Liegen alle drei Voraussetzungen vor, kann die Staatsanwaltschaft gemäß § 153 StPO von der Verfolgung einer Straftat absehen oder ein bereits bestehendes Verfahren einstellen. Nach Anklageerhebung ist eine entsprechende Einstellung durch das Gericht mit Zustimmung der Staatsanwaltschaft und des Angeschuldigten möglich. Der Geschädigte wird dann auf den Weg der Privatklage verwiesen.

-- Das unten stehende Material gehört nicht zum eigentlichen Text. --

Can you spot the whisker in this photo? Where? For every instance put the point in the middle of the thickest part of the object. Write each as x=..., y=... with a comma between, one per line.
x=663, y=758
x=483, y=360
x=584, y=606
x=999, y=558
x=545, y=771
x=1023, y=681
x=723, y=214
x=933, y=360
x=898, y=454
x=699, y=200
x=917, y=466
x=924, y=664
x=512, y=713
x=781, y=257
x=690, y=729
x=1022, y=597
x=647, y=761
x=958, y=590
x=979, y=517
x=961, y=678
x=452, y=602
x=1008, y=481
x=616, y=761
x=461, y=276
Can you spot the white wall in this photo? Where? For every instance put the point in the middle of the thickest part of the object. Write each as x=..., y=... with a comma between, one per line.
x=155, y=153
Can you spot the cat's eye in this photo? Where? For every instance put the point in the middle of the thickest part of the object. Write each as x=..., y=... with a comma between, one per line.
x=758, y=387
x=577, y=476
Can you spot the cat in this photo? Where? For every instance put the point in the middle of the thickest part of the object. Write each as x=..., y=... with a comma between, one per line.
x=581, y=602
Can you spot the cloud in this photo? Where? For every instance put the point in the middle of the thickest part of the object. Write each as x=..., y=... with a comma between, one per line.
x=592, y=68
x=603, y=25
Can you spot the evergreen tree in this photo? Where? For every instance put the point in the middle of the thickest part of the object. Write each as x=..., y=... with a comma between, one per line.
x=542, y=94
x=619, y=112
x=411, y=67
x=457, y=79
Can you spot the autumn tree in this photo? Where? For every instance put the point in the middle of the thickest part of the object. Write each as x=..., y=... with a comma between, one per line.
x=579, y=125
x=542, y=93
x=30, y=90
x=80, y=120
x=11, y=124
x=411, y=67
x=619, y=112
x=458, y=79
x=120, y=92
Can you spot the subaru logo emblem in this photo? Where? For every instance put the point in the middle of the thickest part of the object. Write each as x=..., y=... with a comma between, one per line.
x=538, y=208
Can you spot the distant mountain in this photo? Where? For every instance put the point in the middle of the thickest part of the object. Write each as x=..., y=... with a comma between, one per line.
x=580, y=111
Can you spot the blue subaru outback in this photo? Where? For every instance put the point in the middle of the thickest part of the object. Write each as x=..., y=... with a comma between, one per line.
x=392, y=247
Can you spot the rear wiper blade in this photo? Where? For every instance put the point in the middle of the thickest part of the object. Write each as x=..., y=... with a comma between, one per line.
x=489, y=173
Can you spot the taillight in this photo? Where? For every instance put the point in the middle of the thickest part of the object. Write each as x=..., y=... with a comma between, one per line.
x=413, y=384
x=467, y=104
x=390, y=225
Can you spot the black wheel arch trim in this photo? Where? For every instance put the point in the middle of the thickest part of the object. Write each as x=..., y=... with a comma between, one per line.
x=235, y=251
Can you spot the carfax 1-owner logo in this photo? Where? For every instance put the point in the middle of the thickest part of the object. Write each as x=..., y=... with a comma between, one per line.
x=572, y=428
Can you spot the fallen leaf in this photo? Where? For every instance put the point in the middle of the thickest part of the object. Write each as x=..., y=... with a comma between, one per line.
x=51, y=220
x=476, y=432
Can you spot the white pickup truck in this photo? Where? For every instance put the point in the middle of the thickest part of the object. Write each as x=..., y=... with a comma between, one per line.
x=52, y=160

Im zitierten Urteil verweist das BVerfG darauf, dass insbesondere durch die §§ 153, § 153a StPO eine schuldangemessene Reaktion des Staates auf Straftaten im Bereich der Bagatellkriminalität sichergestellt werde. Diebstähle und Unterschlagungen geringwertiger Sachen seien weiterhin uneingeschränkt Anwendungsfälle der §§ 242, § 246 StGB; sie unterschieden sich von sonstigen Diebstählen im Sinne des § 242 StGB und von Unterschlagungen nicht im Tatbestand, sondern nur in der Art ihrer prozessualen Behandlung: Ihre Verfolgung hänge von der Stellung eines Strafantrages oder davon ab, dass die Strafverfolgungsbehörde wegen des besonderen öffentlichen Interesses an der Strafverfolgung ein Einschreiten von Amts wegen für geboten halte (§ 248a StGB); die verfahrensrechtlichen Befugnisse der Staatsanwaltschaft bei der Entscheidung darüber, ob von der Strafverfolgung oder vorläufig von der Erhebung der öffentlichen Klage abgesehen werden soll, seien hier im Vergleich zu anderen Straftaten erweitert (§§ 153 Abs. 1 Satz 2, 153a).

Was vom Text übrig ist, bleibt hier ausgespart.